Em qualquer outro dia do ano.
Sempre que te apetecer.
Sempre que te der raiva de chorar.

Se os/as amigos/as têm algum préstimo
é justamente para saber ouvir.
Ouvir, escutar, entender
mais do que falar,
analisar
ou compreender.
Para estar contigo.
Simplesmente para estar
ao pé de ti.
Ou para te segredar ao ouvido
qualquer coisa que te faça sorrir.
Ao ouvido, baixinho.
E sobretudo para te oferecer
o ombro amigo.
Pode até ter pouco préstimo
mas sempre é mais macio e quente
do que a pedra do caminho.

Foto, poema e legendas: © Luís Graça (2008). Direitos reservados.

8 comentários:

Anónimo disse...

Luis depois escrevo...agora não, agora não... abraço-te...somente...forte...sentido... desculpa se te molho o casaco...é uma lágrima de facto...recebe o meu abraço Amigo TM

Anónimo disse...

Luís
Quanto sentimento...quanta nobreza...quanto reconhecimento...nestas tão belas palavras...na amizade...
Não sei como me expressar
Um abraço
Jorge Picado

António Matos disse...

Luis, depois de te ler, e passados alguns segundos, comecei a sentir o relaxar dos músculos que entretanto se foram contraindo ao sabor da tua verve.
Não te conheço, nem a ti nem aos destinatários deste que faz parte do teu espólio poemário, mas aqui te deixo a impressão de que és superiormente dotado para traduzires em escrita poética os sentimentos que o coração te dita.
Parabéns e um grande abraço extensivo à Ana e ao José.
António Matos

Anónimo disse...

No fundo do mais intimo de cada um, vamos buscar as forças que nos impelem a lutar pela vida, e se não for por nós é pelo menos para agradarmos aos que nos amam.
E assim da nossa vontade, somada à vontade dos que nos amam e lutam por nós, nasce a força que leva de vencida a provação que nos atormenta e renasce a vida, doação de amor.

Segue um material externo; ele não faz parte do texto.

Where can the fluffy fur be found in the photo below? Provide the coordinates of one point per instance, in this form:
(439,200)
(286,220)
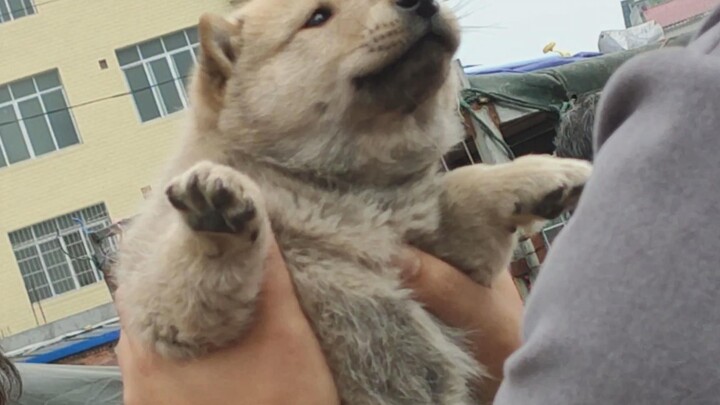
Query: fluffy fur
(329,136)
(575,130)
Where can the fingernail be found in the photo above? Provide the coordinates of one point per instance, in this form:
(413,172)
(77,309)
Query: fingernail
(409,263)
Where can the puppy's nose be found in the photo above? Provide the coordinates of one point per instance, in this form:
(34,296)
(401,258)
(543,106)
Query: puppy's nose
(423,8)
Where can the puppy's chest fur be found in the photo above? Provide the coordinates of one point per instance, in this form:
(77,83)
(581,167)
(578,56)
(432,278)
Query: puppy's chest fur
(360,225)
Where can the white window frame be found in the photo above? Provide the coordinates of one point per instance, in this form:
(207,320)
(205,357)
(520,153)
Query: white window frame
(5,18)
(88,224)
(152,80)
(15,104)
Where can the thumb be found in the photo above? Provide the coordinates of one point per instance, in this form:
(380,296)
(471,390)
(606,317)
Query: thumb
(448,293)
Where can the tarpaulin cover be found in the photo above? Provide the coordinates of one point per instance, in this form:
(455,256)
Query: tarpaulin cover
(55,384)
(550,89)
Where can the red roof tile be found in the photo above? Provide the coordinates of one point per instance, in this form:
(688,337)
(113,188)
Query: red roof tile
(676,11)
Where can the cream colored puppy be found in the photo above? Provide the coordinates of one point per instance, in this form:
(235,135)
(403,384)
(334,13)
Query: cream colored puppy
(323,123)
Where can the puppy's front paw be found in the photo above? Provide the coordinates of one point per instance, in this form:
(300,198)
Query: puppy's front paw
(217,199)
(558,184)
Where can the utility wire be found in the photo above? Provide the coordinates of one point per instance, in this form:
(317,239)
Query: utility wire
(90,102)
(10,11)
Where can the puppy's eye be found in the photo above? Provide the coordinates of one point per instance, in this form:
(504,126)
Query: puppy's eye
(318,18)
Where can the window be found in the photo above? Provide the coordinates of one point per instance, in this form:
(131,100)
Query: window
(55,256)
(14,9)
(156,71)
(34,118)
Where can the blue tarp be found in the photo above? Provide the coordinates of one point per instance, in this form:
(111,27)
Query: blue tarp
(72,346)
(530,65)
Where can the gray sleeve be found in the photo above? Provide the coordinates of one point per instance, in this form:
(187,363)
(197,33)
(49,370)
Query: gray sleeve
(627,307)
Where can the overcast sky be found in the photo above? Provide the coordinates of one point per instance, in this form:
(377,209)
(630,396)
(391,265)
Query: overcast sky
(516,30)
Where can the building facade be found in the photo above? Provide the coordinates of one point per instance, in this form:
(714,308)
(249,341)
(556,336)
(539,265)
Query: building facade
(92,95)
(676,17)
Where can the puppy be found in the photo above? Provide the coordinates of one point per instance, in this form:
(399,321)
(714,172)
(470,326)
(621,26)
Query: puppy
(323,124)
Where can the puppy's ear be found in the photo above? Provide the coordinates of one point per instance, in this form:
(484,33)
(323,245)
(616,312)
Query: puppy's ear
(220,43)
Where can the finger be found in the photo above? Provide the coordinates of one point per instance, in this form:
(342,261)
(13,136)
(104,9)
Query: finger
(448,293)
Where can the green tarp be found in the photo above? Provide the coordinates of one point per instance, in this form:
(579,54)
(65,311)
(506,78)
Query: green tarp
(550,89)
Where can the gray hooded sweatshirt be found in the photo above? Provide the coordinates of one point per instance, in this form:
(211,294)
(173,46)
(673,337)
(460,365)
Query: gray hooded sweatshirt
(626,309)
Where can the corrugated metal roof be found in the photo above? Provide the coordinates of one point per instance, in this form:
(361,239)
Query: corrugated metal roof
(677,11)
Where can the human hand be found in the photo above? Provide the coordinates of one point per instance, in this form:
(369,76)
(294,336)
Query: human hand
(279,360)
(490,315)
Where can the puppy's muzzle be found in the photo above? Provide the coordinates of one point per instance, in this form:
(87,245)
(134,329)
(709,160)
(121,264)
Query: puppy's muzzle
(423,8)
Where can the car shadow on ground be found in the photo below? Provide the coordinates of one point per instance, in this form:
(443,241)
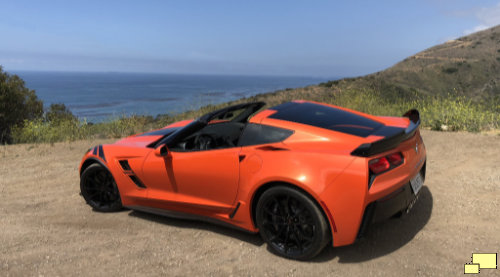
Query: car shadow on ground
(385,237)
(381,238)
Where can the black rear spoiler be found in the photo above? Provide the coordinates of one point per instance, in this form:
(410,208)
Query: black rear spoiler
(393,137)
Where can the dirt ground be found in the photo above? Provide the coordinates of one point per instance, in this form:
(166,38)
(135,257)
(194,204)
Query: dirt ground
(46,229)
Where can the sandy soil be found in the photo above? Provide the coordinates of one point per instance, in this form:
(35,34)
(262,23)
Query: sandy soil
(47,229)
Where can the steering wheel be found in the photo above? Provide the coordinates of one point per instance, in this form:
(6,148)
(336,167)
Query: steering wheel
(204,142)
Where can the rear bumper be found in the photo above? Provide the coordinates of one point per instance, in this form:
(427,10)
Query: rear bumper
(401,200)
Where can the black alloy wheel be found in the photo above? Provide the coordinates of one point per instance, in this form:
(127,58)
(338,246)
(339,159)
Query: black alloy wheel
(291,223)
(99,189)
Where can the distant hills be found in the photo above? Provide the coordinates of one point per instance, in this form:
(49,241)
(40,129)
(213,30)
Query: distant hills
(469,65)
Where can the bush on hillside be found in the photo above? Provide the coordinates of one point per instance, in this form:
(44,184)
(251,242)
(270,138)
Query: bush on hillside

Luis, que belo ter assim amigos.

Abraço camarigo
do
Joaquim Mexia Alves

Anónimo disse...

Tanto altruísmo meu Deus!
Não podia ficar insensível a um poema tão bonito e tão bem adequado.
Não conheço a Ana nem o José mas sei que o José podia ser eu e a Ana a minha mulher.
Obrigado Luís.
A tua personaliddade não pára de crescer no meu conceito.

António Matos disse...

Luis, o teu poema continua a tocar de perto os corações mais dados a esta coisa do amor, e o dos combatentes duma guerra que conseguiram escapar às malhas do empedernimento causado pelos ódios circunstanciais, pertencem, definitivamente, àquele grupo.
Os meus conceitos e crenças espirituais levam-me a estar grato a Quem me permite discernir e fruir duma lucidez ora pragmática ora brotando sensibilidade solidária que nos leva, por vezes, à lágrima.
É neste sentido que te peço autorização para um miserável "abuso" da tua propriedade intelectual e me permitas, agora, dedicar este teu poema a um amigo em situação semelhante à Ana e ao José.
Bem hajas.
António Matos

Luís Graça disse...

António: Usa e abusa do meu/teu/nosso ombro amigo... LG

Anónimo disse...

No Espaço da Esperança e da Felecidade o segredo da Graditão, está na Alegria da Doação aos Outros.

Eis o conteúdo do teu poema!

Parabéns Luís!

Que ele leve a certeza onde haja dúvida, e a esperança onde exista desespero.